Esse niilismo também está por trás da desestabilização americana do Oriente Médio, o lugar por excelência para expressar a raiva resultante da derrota americana contra a Rússia. Acima de tudo, não cedamos à suposição demasiado fácil da autonomia bélica do regime de Netanyahu em Israel no genocídio de Gaza ou no ataque contra o Irã. O zero protestantismo e o zero judaísmo certamente combinam tragicamente seus efeitos niilistas nessas explosões de violência. Mas, em todo o Oriente Médio, são os Estados Unidos que, ao fornecer armas e, às vezes, ao se atacar, são, em última análise, os tomadores de decisão do caos. Eles empurram Israel à ação, assim como empurraram os ucranianos. A primeira presidência de Trump estabeleceu a embaixada dos Estados Unidos em Jerusalém, e foi Trump quem primeiro imaginou Gaza transformada em um resort à beira-mar. Estou ciente de que deveria haver um livro para demonstrar essa tese, um livro que demonstrasse, uma a uma, as interações entre os atores. Mas, como historiador de profissão e envolvido em geopolítica há meio século, sinto que, assim como a Europa liderada pela OTAN, Israel deixou de ser um Estado independente. O problema do Ocidente é, de fato, a morte programada do Estado-nação.

O Império é vasto e está se desintegrando em meio ao barulho e à fúria. Este Império já é policêntrico, dividido em seus objetivos, esquizofrênico. Mas nenhuma de suas partes é independente. Trump é seu "centro" atual; ele também é sua melhor expressão ideológico-prática, pois combina uma vontade racional de responder dentro de sua esfera imediata de dominação (Europa e Israel) com impulsos niilistas de preferência pela guerra. Essas tendências também se expressam no coração americano do Império, onde o princípio da fratura hierárquica opera internamente. Um número crescente de autores anglo-americanos fala do cenário de uma guerra civil.

A plutocracia americana é pluralista.

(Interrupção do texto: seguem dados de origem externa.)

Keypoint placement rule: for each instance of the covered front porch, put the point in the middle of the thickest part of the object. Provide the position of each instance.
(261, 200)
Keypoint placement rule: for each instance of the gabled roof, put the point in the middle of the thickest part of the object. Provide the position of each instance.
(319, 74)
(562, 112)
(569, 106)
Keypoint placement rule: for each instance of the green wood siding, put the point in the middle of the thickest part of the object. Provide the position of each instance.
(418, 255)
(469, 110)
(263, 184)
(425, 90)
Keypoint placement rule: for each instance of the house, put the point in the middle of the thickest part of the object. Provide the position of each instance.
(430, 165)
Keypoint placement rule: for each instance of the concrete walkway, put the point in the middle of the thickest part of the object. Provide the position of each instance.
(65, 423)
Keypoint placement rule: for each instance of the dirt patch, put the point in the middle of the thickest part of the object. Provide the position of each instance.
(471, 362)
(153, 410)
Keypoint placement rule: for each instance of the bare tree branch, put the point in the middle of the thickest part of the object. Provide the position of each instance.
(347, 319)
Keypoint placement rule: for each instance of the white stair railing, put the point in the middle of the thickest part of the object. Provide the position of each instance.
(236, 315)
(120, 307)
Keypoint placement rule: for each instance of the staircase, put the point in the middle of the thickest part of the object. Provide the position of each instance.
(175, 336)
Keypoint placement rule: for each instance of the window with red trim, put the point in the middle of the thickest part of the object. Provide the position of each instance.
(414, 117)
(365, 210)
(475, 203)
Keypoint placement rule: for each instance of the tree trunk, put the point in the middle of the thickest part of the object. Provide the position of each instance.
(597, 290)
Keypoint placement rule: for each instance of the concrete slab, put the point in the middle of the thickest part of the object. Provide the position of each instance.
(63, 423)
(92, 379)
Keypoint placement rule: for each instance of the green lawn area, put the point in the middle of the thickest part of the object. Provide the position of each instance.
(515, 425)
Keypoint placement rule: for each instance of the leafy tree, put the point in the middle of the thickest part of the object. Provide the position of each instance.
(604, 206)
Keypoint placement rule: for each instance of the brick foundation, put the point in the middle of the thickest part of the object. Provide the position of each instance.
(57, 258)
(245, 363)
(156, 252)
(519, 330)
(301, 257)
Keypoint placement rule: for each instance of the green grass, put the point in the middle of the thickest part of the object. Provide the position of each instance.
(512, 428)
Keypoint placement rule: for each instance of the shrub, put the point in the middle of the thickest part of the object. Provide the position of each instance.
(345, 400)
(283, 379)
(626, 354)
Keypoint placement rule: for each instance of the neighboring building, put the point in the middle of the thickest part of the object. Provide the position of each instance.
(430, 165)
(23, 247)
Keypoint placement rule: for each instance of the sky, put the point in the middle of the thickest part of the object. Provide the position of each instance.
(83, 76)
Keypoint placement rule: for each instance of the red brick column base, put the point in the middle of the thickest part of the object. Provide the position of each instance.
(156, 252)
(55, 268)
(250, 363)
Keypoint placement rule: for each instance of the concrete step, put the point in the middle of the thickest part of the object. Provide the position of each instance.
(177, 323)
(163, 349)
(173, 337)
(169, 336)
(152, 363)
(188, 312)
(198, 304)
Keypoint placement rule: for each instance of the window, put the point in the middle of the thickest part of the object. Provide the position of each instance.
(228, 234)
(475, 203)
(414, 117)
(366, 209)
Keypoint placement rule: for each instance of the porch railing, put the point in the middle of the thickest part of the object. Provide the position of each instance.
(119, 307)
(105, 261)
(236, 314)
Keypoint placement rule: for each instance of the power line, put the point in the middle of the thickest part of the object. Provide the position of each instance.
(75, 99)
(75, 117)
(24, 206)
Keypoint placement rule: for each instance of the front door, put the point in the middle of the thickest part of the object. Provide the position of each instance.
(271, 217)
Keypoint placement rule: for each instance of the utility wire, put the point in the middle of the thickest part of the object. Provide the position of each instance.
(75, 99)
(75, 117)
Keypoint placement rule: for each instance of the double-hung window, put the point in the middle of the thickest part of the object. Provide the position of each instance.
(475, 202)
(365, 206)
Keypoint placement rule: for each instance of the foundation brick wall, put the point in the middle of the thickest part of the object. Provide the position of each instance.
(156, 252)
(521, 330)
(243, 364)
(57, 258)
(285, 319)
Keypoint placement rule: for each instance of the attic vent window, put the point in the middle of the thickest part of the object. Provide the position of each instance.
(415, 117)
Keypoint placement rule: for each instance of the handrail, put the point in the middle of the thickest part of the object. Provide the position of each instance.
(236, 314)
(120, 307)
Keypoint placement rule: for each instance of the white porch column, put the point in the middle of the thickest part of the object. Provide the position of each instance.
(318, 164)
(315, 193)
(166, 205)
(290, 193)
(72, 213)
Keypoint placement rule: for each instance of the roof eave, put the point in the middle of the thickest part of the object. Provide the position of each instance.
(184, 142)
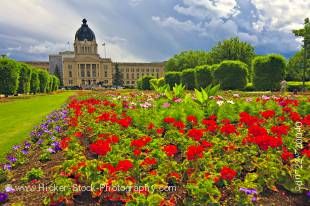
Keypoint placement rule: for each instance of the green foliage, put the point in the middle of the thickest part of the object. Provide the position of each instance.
(232, 49)
(172, 78)
(155, 83)
(117, 77)
(268, 71)
(144, 83)
(33, 174)
(187, 59)
(44, 81)
(294, 70)
(34, 82)
(188, 78)
(9, 76)
(24, 79)
(203, 76)
(232, 74)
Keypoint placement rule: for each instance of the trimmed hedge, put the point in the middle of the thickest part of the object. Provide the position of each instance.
(268, 71)
(9, 75)
(24, 79)
(34, 82)
(203, 76)
(188, 78)
(44, 81)
(173, 78)
(144, 83)
(232, 74)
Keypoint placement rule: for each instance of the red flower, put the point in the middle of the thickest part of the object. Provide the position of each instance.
(192, 119)
(227, 173)
(125, 122)
(179, 125)
(141, 142)
(64, 143)
(295, 116)
(78, 134)
(205, 144)
(149, 161)
(195, 134)
(124, 165)
(268, 114)
(169, 120)
(171, 150)
(280, 130)
(228, 129)
(286, 155)
(100, 147)
(211, 125)
(194, 152)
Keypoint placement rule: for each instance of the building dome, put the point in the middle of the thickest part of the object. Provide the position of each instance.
(84, 33)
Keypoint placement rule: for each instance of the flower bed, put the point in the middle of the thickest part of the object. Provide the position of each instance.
(174, 148)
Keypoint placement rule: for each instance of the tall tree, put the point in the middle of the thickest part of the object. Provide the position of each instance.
(305, 34)
(186, 60)
(117, 78)
(57, 74)
(232, 49)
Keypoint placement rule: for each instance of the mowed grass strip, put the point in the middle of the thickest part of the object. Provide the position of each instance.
(19, 116)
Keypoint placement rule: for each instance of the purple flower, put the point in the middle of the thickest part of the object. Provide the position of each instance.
(12, 159)
(16, 147)
(9, 189)
(166, 105)
(248, 191)
(7, 167)
(3, 197)
(51, 150)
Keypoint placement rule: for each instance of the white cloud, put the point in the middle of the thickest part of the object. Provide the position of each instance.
(208, 8)
(280, 15)
(171, 22)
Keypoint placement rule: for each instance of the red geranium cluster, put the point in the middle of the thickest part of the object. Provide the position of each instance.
(228, 173)
(141, 142)
(100, 147)
(195, 134)
(194, 152)
(170, 150)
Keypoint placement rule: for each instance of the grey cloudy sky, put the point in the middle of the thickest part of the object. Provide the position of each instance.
(148, 30)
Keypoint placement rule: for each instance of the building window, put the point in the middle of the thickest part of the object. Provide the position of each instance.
(88, 70)
(94, 70)
(82, 70)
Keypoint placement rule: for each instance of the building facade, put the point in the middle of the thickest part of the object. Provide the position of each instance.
(85, 68)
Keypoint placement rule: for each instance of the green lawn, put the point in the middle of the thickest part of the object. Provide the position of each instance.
(19, 116)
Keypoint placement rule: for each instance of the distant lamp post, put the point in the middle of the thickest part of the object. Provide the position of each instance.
(105, 50)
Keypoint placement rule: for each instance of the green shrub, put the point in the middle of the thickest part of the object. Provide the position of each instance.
(297, 86)
(231, 74)
(268, 71)
(144, 83)
(34, 82)
(203, 76)
(157, 82)
(172, 78)
(9, 74)
(188, 78)
(24, 79)
(44, 81)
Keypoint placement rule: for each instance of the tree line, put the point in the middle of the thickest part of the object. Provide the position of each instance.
(21, 78)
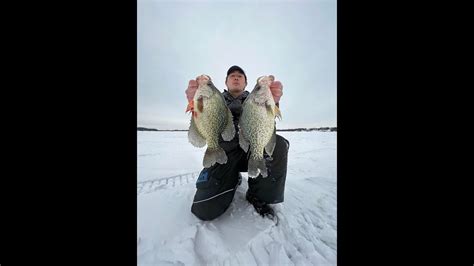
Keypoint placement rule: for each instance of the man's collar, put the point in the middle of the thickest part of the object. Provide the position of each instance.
(230, 96)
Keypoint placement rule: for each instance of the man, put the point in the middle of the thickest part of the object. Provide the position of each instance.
(216, 185)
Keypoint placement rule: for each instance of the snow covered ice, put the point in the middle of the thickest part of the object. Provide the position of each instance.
(169, 234)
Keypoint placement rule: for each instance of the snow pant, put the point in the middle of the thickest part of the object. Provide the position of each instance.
(216, 185)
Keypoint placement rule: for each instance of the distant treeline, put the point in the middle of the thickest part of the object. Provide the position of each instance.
(291, 129)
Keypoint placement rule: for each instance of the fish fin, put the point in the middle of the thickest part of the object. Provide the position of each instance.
(256, 166)
(194, 136)
(200, 104)
(190, 107)
(213, 156)
(244, 144)
(270, 109)
(229, 130)
(271, 144)
(277, 112)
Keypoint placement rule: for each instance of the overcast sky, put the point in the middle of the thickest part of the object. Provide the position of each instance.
(293, 40)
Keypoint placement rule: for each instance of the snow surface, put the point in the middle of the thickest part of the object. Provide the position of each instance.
(169, 234)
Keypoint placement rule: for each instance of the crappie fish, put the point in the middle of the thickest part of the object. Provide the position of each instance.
(257, 130)
(210, 118)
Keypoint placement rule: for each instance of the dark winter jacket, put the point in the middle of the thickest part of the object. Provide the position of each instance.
(235, 106)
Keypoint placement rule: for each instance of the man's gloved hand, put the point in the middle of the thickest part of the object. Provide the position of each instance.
(276, 88)
(190, 91)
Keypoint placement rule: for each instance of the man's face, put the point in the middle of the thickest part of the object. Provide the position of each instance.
(236, 82)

Há a dos financistas, a dos petroleiros, a do Vale do Silício. Os plutocratas trumpistas, os petroleiros texanos ou os recém-convertidos do Vale do Silício desprezam as elites democratas educadas da Costa Leste, que desprezam os brancos trumpistas do  interior  , que desprezam os democratas negros, etc.

Uma das peculiaridades interessantes dos Estados Unidos hoje é que seus líderes estão encontrando cada vez mais dificuldade em distinguir entre o interno e o externo, apesar da tentativa do MAGA de bloquear a imigração do sul com um muro. O exército atira em barcos que saem da Venezuela, bombardeia o Irã, entra no centro de cidades democratas nos Estados Unidos e ordena que a força aérea israelense ataque o Catar, onde há uma enorme base americana. Qualquer leitor de ficção científica reconhecerá nesta lista perturbadora o início de uma entrada na distopia, isto é, em um mundo negativo onde poder, fragmentação, hierarquia, violência, pobreza e perversidade se misturam.

Portanto, continuemos sendo nós mesmos, fora da América. Mantenhamos nossa percepção do interior e do exterior, nosso senso de proporção, nosso contato com a realidade, nossa concepção do que é justo e belo.

Nem nos deixemos arrastar para uma corrida guerreira e precipitada pelos nossos próprios líderes europeus, esses privilegiados perdidos na história, desesperados por terem sido derrotados, aterrorizados com a ideia de um dia serem julgados pelo seu povo. E, acima de tudo, acima de tudo, continuemos a refletir sobre o significado das coisas.